History has always been generously serving up leaders who sacrificed themselves on the altar of progress, equal rights, and other noble causes.
Our present-day reality has been shaped by evildoers as much as by noble champions of social improvement and justice. Here is a list of the worst leaders that humanity has had the misfortune of enduring.
The face of evil is often remarkably human.
1. Adolf Hitler
Throughout history, humanity has inflicted countless instances of unspeakable cruelty, madness, and horror upon itself. Adolf Hitler, the dictator of Germany from 1934 to 1945, is among the worst single-person disasters to befall the world. Had he never been born, millions would’ve escaped an untimely cruel death, and history may have taken a radically different path.
- Hitler was a madman bent on world domination. To achieve his megalomaniac goals, he committed genocide and contributed to the deaths of nearly 50 million people worldwide by initiating World War II.
- He caused the collapse of his own country, leaving it with historical traumas it continues to bear today.
- He used his position of authority to bring out the evil in his followers, getting everyday people to commit atrocities psychologists are still struggling to understand.
- He was responsible for the Holocaust.
- Hitler may have been influential, but he used his influence to poison the minds of those unlucky enough to fall under his spell.
2. Joseph Stalin
As genocidal maniacs go, Joseph Stalin is one of a handful that fall into Adolf Hitler’s “weight class.” The supreme leader of the Soviet Union from the 1920s to 1953, Joseph Vissarionovich Stalin reigned through terror, murder, and extrajudicial killings.
All too happy to work with Hitler when he thought he could benefit from it, Stalin had no qualms about focusing his genocidal ire on the Russian people. He killed more than 20 million people, most of them Russians. He killed anyone and everyone he suspected of opposing his rule.
- Stalin fought Hitler in World War II, being an uncomfortable ally for the West. That is perhaps the sole reason why history has been kinder to him than to Hitler.
- Stalin may have inspired Hitler in many ways.
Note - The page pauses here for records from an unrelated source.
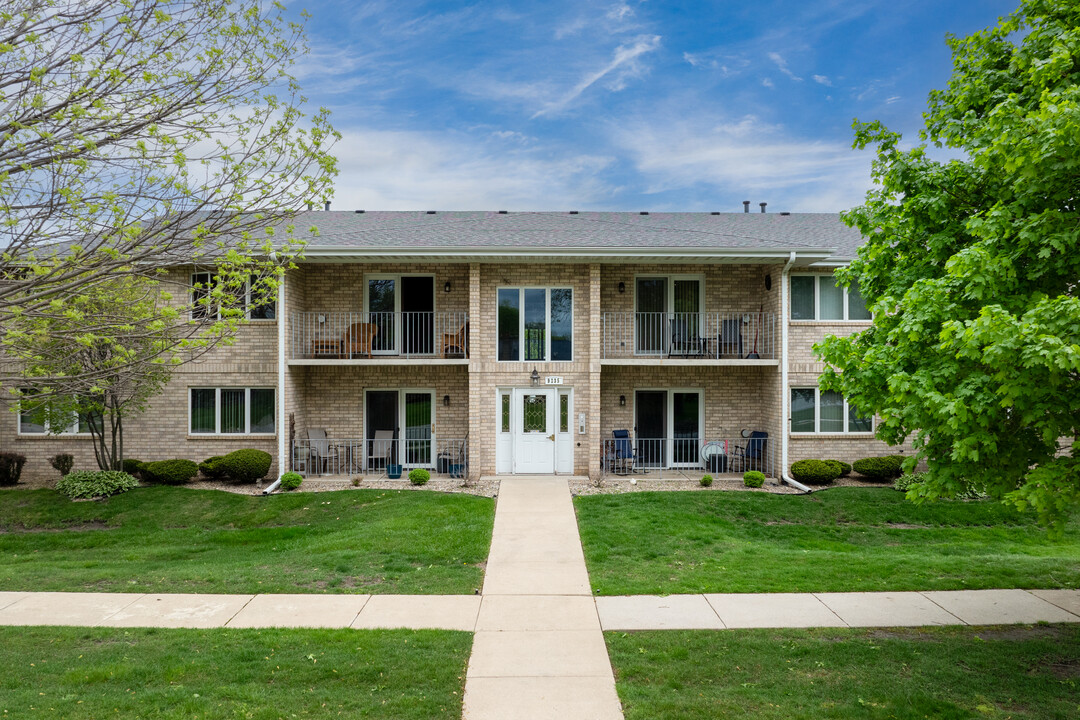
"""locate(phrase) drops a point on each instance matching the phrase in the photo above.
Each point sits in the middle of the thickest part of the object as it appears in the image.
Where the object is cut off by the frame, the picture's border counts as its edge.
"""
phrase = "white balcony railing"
(704, 336)
(368, 335)
(377, 456)
(686, 457)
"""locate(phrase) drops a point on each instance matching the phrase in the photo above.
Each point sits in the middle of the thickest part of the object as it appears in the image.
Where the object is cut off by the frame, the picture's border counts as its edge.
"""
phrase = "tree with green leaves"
(971, 268)
(136, 136)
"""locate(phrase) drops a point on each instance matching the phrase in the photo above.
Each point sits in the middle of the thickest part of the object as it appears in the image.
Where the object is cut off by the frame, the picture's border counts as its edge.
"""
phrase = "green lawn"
(177, 540)
(944, 674)
(844, 539)
(81, 673)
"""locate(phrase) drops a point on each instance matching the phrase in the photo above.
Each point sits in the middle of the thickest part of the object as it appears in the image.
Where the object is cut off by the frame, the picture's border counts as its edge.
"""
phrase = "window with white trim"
(35, 419)
(822, 297)
(536, 324)
(202, 284)
(231, 411)
(815, 410)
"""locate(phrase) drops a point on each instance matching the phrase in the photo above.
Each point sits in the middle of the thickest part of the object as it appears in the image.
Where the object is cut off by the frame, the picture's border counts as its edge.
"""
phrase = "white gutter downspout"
(282, 416)
(785, 394)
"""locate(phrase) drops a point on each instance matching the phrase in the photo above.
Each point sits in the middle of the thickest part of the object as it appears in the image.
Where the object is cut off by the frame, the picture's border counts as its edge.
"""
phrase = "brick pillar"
(480, 407)
(593, 420)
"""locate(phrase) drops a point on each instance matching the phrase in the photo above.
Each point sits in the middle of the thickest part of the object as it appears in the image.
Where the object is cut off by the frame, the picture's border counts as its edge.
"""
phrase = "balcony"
(378, 337)
(689, 338)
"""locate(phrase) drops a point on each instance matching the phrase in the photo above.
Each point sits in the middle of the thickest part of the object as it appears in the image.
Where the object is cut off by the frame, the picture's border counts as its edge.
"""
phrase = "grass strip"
(179, 540)
(946, 674)
(839, 540)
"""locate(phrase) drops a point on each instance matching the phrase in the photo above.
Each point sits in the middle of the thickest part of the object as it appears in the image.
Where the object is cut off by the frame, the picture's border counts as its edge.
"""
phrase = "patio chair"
(358, 339)
(321, 453)
(622, 452)
(456, 343)
(752, 454)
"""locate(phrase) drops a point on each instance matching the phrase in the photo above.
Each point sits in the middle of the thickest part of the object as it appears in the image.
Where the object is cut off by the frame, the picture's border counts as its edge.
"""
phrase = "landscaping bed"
(225, 674)
(836, 540)
(908, 674)
(181, 540)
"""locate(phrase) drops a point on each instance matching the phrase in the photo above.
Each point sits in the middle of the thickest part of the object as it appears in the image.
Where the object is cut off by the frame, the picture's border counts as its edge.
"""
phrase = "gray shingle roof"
(348, 230)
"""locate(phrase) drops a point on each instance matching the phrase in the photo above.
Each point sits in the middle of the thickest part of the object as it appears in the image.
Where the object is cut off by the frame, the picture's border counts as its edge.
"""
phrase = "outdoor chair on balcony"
(455, 344)
(358, 339)
(752, 454)
(621, 452)
(686, 337)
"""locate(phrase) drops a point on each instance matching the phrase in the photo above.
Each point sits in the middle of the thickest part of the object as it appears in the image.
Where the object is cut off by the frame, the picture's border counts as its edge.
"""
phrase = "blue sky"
(621, 105)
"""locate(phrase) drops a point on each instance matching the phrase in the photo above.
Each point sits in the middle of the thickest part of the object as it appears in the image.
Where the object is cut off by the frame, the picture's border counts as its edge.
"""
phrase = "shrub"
(814, 472)
(170, 472)
(62, 462)
(907, 480)
(246, 465)
(879, 470)
(754, 478)
(11, 467)
(96, 484)
(845, 467)
(291, 480)
(212, 467)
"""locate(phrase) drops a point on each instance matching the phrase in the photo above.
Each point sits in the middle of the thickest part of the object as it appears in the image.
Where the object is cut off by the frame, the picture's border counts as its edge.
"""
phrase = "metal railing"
(705, 336)
(379, 457)
(686, 457)
(354, 335)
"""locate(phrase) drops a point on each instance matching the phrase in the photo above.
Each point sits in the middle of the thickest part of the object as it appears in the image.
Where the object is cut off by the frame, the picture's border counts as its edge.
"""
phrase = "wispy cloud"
(623, 65)
(782, 66)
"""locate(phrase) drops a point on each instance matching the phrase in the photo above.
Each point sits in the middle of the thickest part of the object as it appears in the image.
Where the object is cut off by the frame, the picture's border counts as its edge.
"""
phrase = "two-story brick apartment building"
(522, 342)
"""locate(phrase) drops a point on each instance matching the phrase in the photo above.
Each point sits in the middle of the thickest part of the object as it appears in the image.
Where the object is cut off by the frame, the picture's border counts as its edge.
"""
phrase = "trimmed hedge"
(170, 472)
(95, 484)
(815, 472)
(11, 467)
(753, 478)
(246, 465)
(879, 470)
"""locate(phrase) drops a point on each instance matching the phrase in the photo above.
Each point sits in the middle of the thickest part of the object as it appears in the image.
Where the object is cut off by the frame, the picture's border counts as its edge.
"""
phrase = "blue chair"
(622, 452)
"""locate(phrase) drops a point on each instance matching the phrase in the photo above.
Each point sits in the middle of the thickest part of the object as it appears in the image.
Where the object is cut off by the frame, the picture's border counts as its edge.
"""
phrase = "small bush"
(291, 480)
(212, 467)
(170, 472)
(96, 484)
(753, 478)
(62, 462)
(246, 465)
(845, 467)
(133, 467)
(814, 472)
(879, 470)
(11, 467)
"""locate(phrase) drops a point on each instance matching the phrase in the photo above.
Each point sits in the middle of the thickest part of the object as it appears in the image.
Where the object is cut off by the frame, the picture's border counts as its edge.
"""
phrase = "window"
(35, 419)
(536, 324)
(815, 410)
(202, 284)
(232, 410)
(820, 297)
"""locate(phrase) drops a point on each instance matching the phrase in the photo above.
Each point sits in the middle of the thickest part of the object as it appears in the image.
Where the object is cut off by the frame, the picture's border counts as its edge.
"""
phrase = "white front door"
(535, 415)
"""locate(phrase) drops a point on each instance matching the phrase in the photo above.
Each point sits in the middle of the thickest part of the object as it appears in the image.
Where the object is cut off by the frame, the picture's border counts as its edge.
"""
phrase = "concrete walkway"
(539, 651)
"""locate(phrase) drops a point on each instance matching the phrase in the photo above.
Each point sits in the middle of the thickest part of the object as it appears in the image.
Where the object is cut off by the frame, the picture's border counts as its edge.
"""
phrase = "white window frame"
(214, 313)
(817, 417)
(817, 301)
(217, 412)
(521, 322)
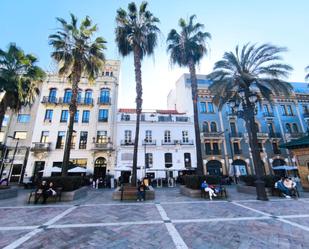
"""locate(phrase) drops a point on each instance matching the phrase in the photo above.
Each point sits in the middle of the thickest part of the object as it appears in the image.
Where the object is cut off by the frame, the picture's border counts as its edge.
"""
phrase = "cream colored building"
(94, 129)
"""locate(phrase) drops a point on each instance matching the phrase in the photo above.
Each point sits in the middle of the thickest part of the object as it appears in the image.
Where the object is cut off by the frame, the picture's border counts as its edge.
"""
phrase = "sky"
(230, 22)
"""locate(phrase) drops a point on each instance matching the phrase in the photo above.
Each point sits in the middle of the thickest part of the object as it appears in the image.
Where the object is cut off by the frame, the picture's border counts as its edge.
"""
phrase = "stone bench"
(130, 193)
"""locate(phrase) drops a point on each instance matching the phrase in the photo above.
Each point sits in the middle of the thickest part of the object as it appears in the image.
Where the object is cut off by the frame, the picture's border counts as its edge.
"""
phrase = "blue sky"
(231, 22)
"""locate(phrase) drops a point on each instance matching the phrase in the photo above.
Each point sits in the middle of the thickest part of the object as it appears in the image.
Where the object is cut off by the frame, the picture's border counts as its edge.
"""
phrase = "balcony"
(149, 142)
(213, 152)
(49, 100)
(215, 135)
(274, 135)
(188, 142)
(104, 101)
(102, 146)
(40, 147)
(126, 143)
(268, 114)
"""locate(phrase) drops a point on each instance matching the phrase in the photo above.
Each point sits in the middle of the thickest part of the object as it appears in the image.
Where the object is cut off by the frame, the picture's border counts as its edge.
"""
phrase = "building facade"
(225, 146)
(166, 144)
(93, 144)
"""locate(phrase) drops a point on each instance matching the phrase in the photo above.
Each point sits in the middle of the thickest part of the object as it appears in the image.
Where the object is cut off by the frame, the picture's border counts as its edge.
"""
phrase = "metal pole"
(15, 150)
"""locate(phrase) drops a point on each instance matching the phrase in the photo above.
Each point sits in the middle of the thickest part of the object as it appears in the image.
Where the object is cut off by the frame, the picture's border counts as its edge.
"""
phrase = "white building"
(94, 129)
(166, 143)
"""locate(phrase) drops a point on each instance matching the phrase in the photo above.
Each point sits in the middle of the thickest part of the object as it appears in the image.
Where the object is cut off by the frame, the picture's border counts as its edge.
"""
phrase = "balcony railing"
(212, 134)
(37, 146)
(126, 143)
(268, 114)
(149, 142)
(49, 100)
(104, 101)
(274, 135)
(188, 142)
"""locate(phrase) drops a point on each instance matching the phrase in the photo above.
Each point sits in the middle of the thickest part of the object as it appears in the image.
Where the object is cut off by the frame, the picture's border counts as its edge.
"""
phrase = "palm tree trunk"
(72, 109)
(199, 159)
(139, 102)
(2, 114)
(255, 150)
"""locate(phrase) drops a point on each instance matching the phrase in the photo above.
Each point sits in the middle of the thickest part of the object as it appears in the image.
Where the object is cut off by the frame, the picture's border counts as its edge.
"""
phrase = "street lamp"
(14, 153)
(245, 108)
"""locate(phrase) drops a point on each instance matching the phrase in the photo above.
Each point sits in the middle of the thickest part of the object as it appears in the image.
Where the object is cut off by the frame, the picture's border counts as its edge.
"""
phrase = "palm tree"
(136, 33)
(19, 79)
(238, 75)
(186, 49)
(78, 55)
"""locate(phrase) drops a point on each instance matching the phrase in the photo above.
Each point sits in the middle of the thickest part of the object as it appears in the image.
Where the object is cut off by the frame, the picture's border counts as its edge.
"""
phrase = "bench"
(222, 193)
(54, 198)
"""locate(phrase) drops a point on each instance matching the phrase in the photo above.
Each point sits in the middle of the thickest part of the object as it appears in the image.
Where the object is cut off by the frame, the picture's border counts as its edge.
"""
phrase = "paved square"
(170, 221)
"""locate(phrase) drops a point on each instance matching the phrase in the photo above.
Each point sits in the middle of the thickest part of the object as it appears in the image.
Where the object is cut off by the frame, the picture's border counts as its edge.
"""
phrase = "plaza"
(170, 221)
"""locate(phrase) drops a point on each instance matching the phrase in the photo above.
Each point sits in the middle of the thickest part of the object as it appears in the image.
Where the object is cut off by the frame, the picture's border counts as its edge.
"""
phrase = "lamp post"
(244, 105)
(14, 153)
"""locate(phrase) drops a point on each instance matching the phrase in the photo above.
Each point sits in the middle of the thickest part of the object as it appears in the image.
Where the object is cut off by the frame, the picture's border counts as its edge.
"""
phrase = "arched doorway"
(214, 167)
(278, 162)
(239, 167)
(99, 168)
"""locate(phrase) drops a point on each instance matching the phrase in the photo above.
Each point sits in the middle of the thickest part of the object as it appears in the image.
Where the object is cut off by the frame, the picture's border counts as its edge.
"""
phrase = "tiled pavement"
(170, 221)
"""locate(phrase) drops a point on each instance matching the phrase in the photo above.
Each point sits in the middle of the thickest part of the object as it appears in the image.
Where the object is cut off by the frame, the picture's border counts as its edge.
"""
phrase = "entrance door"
(99, 168)
(214, 167)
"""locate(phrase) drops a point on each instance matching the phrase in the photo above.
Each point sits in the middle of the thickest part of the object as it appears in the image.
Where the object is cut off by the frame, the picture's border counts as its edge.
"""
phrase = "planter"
(6, 193)
(195, 193)
(130, 193)
(68, 195)
(251, 190)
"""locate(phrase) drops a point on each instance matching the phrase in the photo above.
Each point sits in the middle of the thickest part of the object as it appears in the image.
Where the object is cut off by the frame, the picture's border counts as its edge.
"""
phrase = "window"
(216, 149)
(127, 136)
(67, 96)
(103, 115)
(20, 134)
(289, 110)
(64, 116)
(295, 128)
(148, 136)
(288, 128)
(213, 127)
(52, 97)
(167, 136)
(60, 140)
(207, 149)
(168, 159)
(205, 127)
(210, 107)
(185, 136)
(236, 148)
(23, 118)
(149, 160)
(83, 139)
(44, 137)
(86, 116)
(48, 115)
(187, 159)
(76, 116)
(104, 96)
(101, 137)
(203, 107)
(233, 128)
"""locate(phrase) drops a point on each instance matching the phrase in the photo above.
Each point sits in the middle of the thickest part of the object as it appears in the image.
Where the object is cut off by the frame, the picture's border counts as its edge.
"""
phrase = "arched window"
(213, 127)
(104, 96)
(295, 128)
(205, 127)
(288, 128)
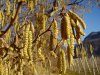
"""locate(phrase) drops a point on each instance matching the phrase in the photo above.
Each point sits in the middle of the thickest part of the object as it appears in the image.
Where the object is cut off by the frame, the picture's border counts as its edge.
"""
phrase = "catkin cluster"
(27, 51)
(55, 32)
(61, 63)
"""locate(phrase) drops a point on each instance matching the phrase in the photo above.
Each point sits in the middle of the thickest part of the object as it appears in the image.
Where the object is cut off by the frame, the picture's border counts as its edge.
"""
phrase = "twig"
(12, 20)
(75, 2)
(42, 33)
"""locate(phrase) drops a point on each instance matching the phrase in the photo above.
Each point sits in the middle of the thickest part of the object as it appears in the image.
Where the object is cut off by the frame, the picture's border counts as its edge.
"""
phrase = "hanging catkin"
(65, 27)
(75, 16)
(55, 32)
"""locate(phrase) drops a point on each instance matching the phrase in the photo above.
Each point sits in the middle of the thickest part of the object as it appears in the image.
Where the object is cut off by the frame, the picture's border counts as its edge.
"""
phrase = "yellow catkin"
(31, 5)
(41, 19)
(51, 42)
(79, 28)
(61, 63)
(55, 32)
(70, 55)
(75, 16)
(77, 52)
(53, 54)
(65, 27)
(26, 41)
(30, 46)
(2, 17)
(32, 28)
(14, 10)
(8, 7)
(91, 48)
(83, 52)
(73, 22)
(41, 56)
(72, 44)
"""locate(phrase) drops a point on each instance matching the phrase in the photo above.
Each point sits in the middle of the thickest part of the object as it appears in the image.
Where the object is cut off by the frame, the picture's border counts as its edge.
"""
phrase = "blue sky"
(92, 20)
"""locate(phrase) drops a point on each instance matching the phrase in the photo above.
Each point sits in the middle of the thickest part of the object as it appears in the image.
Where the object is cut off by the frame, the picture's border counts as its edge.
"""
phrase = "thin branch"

When Hitler came to power in Germany, death camps had long been a reality in Russia.
- Though he may have been an effective administrator, he also proved to be a dismal failure in this regard.
3. Mao Zedong
Like Hitler and Stalin, Mao Zedong, the all-powerful chairman of the Chinese communist party, came to power during a time that seemed to favor megalomaniac and genocidal maniacs in leadership positions. Like Stalin, he seemed to prefer killing his own people.
He got busy as soon as he came to power and killed four to six million people within the first four years of his rule. His policies, like the Great Leap Forward and the Cultural Revolution, caused the deaths of around 49 million people. Overall, he contributed to the deaths of about 78 million people, surpassing both Hitler and Stalin.
Many of these leaders showed little care for their own people.
4. King Leopold II
Belgium’s King Leopold II is the embodiment of colonial abuse, plunder, and bloodthirsty robbery. The present-day Democratic Republic of Congo, then a Belgian colony, was the scene of Leopold’s wanton rush to grab as much of the country’s natural resources as possible. To make matters worse, he treated the natives like disposable slaves and killed around 10 million.
5. Pol Pot
The leader of Cambodia and the infamous Khmer Rouge, Pol Pot modeled his leadership activities after Zedong. In his quest to turn Cambodia’s economy into an agrarian one, he restricted progressive thought, religion, and any activity he deemed a threat to his Marxist ideologies. He murdered more than 25,000 Buddhist monks and destroyed 4,000 monasteries.
One could argue the people on this list were hardly leaders and were in serious need of business coaching. Mass murder and genocide do not qualify as leadership competencies. Yet these individuals found themselves in positions of power and became living examples of what authority and disturbed minds can do in the absence of leadership.